Chronic diseases are highly prevalent in this country and are described by the Centers for Disease Control and Prevention (CDC) as conditions that last 1 year or more and require ongoing medical attention. You may be more likely to get these diseases if you have a family history of them. Adults are most frequently affected by the following chronic diseases such as diabetes, heart disease, COPD (chronic obstructive pulmonary disease), cancer, stroke, arthritis, and obesity. The cost of treating these disorders is excessive, which places a strain on the patient and his or her family.
The CDC estimates that 60% of American adults have at least one chronic disease, with 40% having two or more.
Specialty Care Clinics has compiled the list of five healthy habits below that can aid in managing some of the most common chronic conditions.
1. Exercise :
To control your body weight, you must engage in physical activities. Additionally, it aids in blood sugar regulation. With specific physical activities, asthma attacks become less frequent and less severe. Exercise can strengthen bones and muscles and lessen joint stiffness because it encourages circulation, and is suitable for your heart.
You can work out in a camp-style setting or by dancing. It keeps you healthy as well as amusing. You can fend off diabetes by walking for 30 minutes a day, five days a week. Your level of obesity is determined by a decrease in calorie expenditure and an increase in calorie intake from high-energy foods. You can solve this issue by engaging in physical activity.

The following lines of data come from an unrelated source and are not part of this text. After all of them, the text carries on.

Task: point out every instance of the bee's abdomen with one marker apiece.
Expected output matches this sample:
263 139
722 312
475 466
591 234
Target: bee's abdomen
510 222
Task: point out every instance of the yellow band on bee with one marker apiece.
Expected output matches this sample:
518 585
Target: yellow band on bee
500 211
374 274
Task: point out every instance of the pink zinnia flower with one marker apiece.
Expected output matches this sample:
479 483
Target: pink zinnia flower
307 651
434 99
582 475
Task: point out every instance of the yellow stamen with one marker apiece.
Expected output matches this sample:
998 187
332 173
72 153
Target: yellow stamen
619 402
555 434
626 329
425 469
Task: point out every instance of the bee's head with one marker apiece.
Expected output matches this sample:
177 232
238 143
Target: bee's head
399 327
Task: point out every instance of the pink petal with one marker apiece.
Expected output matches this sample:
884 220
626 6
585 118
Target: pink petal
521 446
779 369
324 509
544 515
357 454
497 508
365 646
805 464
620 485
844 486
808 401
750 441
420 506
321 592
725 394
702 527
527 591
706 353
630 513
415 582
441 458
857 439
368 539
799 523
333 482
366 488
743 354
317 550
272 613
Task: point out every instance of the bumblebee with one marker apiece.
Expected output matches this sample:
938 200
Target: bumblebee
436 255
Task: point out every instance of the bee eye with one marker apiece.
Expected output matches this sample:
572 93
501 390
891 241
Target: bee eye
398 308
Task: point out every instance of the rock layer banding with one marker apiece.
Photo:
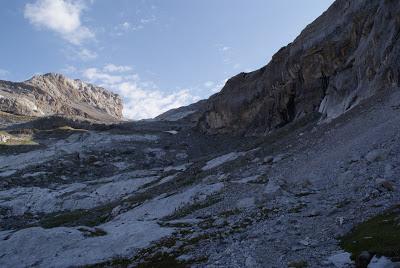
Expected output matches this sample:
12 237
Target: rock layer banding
51 94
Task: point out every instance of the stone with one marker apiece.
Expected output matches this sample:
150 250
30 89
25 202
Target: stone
363 259
272 189
67 97
268 159
389 173
309 76
382 262
341 259
385 184
376 155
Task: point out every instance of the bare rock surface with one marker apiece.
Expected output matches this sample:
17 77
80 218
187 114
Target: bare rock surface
161 193
51 94
345 56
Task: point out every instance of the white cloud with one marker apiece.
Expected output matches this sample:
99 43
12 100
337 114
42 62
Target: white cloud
236 66
141 99
116 69
69 69
128 26
86 54
60 16
209 84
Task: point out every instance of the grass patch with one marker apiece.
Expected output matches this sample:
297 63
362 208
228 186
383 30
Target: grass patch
379 235
189 209
91 218
93 233
298 264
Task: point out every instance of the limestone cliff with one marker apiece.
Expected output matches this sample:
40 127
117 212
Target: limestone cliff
51 94
345 56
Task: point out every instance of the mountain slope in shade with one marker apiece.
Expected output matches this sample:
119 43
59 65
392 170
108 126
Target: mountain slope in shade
51 94
345 56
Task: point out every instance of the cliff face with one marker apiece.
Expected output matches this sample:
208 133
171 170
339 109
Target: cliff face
345 56
51 94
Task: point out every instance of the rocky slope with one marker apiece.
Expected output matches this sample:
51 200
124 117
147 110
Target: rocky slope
51 94
160 193
348 54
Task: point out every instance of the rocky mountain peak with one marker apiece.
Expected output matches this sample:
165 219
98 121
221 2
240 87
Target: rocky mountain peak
54 93
346 56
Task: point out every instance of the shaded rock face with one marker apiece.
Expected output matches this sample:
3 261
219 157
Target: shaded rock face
345 56
51 94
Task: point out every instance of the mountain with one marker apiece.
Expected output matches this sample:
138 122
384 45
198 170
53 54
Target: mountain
54 94
347 55
302 169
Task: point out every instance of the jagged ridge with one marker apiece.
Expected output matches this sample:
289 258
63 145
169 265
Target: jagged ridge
50 94
345 56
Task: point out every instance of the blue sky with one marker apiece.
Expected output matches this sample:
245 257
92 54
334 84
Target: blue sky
157 54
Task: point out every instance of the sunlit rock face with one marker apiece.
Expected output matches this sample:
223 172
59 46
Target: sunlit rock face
345 56
51 94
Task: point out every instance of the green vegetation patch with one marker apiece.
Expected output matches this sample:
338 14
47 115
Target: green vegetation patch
379 235
91 218
298 264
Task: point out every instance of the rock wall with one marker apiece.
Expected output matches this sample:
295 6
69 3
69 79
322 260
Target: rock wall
345 56
52 94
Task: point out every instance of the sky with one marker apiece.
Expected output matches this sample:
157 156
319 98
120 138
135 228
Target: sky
157 54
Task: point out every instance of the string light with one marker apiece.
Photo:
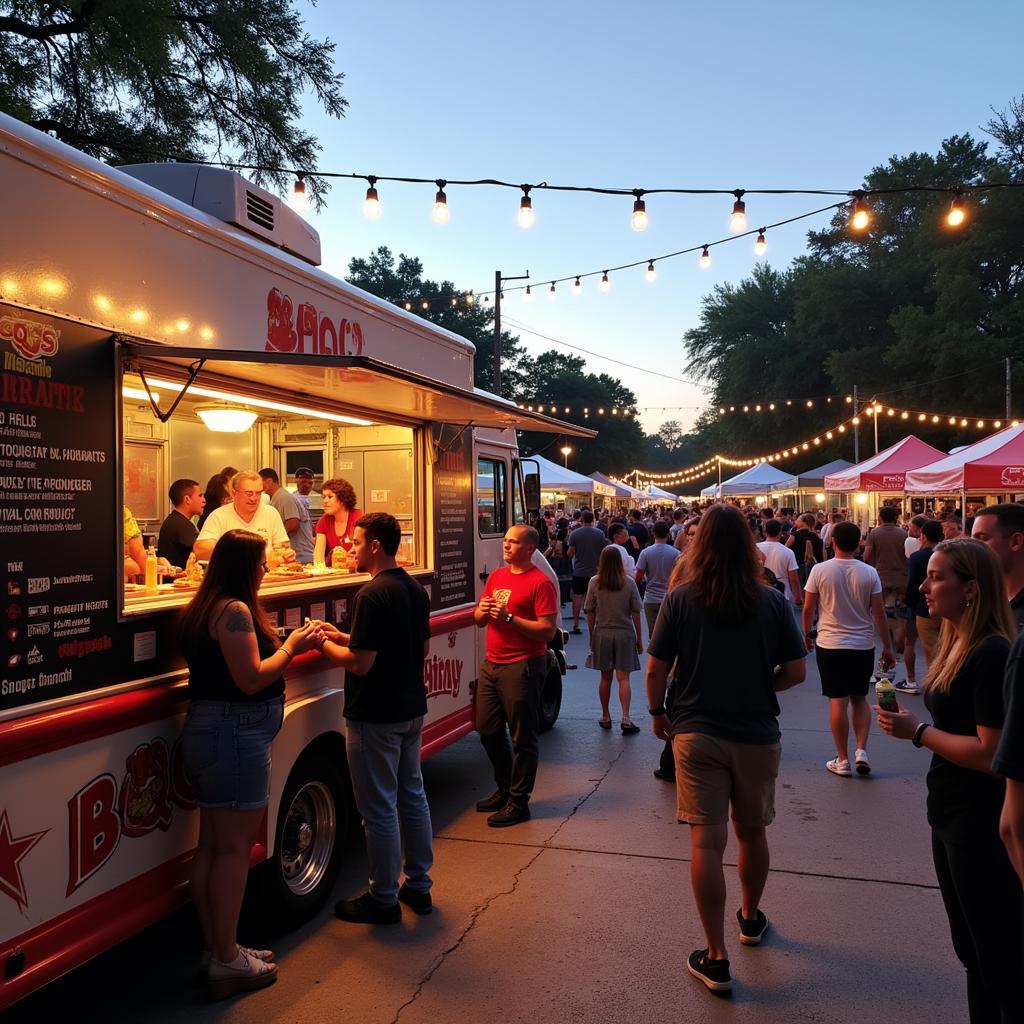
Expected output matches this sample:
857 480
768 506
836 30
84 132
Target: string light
525 216
737 222
440 211
638 221
372 204
860 214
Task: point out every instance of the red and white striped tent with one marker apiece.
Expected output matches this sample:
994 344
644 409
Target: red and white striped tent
994 464
887 470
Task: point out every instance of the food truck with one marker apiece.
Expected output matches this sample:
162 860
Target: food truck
132 302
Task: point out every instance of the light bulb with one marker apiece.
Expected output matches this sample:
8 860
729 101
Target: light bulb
639 219
525 215
956 214
372 204
440 211
737 222
860 215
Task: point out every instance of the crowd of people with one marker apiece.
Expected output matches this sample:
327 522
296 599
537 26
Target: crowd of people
732 599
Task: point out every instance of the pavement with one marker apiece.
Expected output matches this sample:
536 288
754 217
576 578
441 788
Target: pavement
585 913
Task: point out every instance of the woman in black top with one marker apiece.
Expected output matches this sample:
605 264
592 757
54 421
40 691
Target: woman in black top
964 692
237 689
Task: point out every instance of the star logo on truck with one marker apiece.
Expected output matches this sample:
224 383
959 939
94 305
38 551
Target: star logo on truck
12 850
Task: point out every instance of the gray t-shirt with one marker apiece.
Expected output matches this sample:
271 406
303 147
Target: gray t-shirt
656 561
612 608
587 543
725 675
301 538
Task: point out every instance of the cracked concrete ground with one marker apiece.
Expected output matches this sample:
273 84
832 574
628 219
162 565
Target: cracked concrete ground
585 912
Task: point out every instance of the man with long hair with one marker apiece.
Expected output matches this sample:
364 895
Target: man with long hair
737 645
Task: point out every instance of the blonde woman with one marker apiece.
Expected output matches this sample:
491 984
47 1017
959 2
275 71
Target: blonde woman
964 693
612 607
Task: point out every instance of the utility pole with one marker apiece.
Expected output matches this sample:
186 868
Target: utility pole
856 429
498 326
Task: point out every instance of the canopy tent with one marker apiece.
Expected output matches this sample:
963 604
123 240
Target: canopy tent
759 479
994 464
623 491
659 495
887 470
813 479
558 478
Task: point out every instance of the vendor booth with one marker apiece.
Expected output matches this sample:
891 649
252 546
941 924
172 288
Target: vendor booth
987 472
806 492
882 478
756 481
561 486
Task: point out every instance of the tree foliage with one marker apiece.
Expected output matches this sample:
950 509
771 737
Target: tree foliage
911 311
128 80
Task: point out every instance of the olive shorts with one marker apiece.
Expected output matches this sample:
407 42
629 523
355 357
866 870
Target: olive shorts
713 774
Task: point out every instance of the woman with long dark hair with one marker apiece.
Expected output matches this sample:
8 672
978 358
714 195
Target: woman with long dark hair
736 645
612 607
237 693
964 692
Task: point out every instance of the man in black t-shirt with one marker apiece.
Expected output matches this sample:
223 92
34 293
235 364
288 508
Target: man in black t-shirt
385 702
177 532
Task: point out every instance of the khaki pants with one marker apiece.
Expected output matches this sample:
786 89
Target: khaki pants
928 630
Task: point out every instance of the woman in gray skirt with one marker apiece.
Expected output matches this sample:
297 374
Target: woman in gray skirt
612 607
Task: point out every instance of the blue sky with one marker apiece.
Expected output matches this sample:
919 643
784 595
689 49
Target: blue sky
665 94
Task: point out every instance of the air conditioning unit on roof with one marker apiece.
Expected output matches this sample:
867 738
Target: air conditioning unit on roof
230 198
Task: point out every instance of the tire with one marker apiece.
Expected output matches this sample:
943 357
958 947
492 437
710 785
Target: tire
311 832
551 694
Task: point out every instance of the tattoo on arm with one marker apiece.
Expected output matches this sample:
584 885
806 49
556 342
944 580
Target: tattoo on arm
239 622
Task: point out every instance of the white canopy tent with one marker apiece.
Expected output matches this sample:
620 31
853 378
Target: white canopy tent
759 479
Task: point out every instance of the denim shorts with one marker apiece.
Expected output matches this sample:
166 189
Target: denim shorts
225 749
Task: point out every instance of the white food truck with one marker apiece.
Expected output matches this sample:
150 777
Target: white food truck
132 301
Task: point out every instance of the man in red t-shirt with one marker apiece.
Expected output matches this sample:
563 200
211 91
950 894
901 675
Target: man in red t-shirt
519 608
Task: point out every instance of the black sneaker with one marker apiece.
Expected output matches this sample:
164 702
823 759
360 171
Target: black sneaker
415 899
715 974
495 802
752 931
366 910
510 814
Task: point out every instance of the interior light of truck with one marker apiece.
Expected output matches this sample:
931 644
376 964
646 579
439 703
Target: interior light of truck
226 420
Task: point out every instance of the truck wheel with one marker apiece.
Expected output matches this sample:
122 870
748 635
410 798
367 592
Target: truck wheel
312 826
551 694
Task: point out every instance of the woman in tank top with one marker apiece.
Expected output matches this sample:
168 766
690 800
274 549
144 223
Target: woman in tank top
237 692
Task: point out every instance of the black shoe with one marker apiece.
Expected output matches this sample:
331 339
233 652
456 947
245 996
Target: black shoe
510 814
415 899
752 931
495 802
366 910
715 974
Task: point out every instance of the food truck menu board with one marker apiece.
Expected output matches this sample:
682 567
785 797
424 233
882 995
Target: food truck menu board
58 566
453 520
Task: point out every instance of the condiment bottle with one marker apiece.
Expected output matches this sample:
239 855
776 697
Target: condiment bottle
151 569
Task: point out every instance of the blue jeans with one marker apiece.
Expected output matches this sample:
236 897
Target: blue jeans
384 764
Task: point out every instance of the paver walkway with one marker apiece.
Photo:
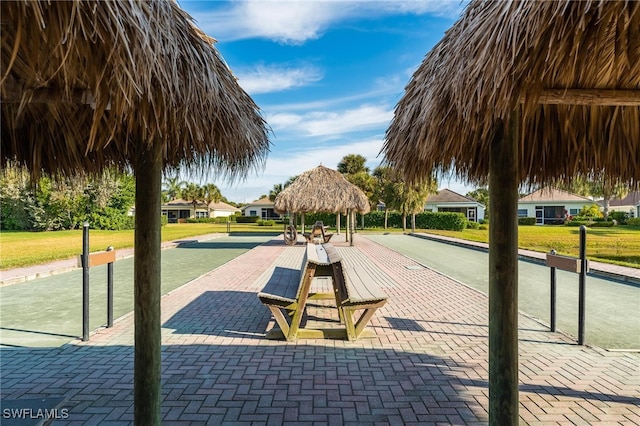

2. Concentrate on your meal :
Put the junk food away. Fruits, vegetables, and foods high in calcium and vitamin D, such as milk, eggs, and leafy greens, should make up half of your plate. While high in calories, junk food is low in nutrients. Insulin resistance can cause obesity, which raises blood insulin levels and eventually increases the risk of developing diabetes. Junk food’s excessive sodium content is to blame for high blood pressure as well as other heart, liver, and kidney disorders. High-fat foods can raise your blood cholesterol levels and cause it to deposit, which can cause obesity, heart disease, and other issues.
3. To manage your weight, get more sleep :
The first things that come to mind when you consider weight loss are calorie restriction and frequent exercise. Sleep is also a crucial aspect of weight loss. Sleeping for less than six to seven hours each night can lower leptin levels and raise ghrelin levels, which makes you feel hungry (a hormone that makes you feel full). Lack of sleep can also reduce your RMR(resting metabolic rate), lower your motivation to exercise and impair your decision-making abilities, which can result in poor food choices.
4. Water is preferable to soda :
Get plenty of water. It benefits kidney health and purifies the entire body by eliminating pollutants through kidney filtration. Daily water consumption should be at least 8 cups.
5. Keep a healthy weight :
The prevalence of obesity is rising quickly over the world and raises the risk of numerous diseases. Obese people have a nearly 2 to 3-fold increased risk of hypertension and cardiovascular disease, but a nearly 10-fold increased risk of type 2 diabetes. Breast, renal, colon, and other cancers are just a few of the significant hazards. So, to lose weight, increase your intake of fiber in your diet, cut back on fats and carbohydrates, and work out every day.
6. To save your health and enhance your quality of life, stop smoking :
Cancer, chronic obstructive pulmonary disease (COPD), diabetes, heart disease, lung disease, and strokes are just a few of the health problems that smoking can cause. You might think there’s no point in quitting if you’ve been a smoker for a long time, but quitting can be beneficial for your health regardless of how much or how long you’ve smoked. Additionally, giving up smoking can help shield your loved ones from the risks of secondhand smoke.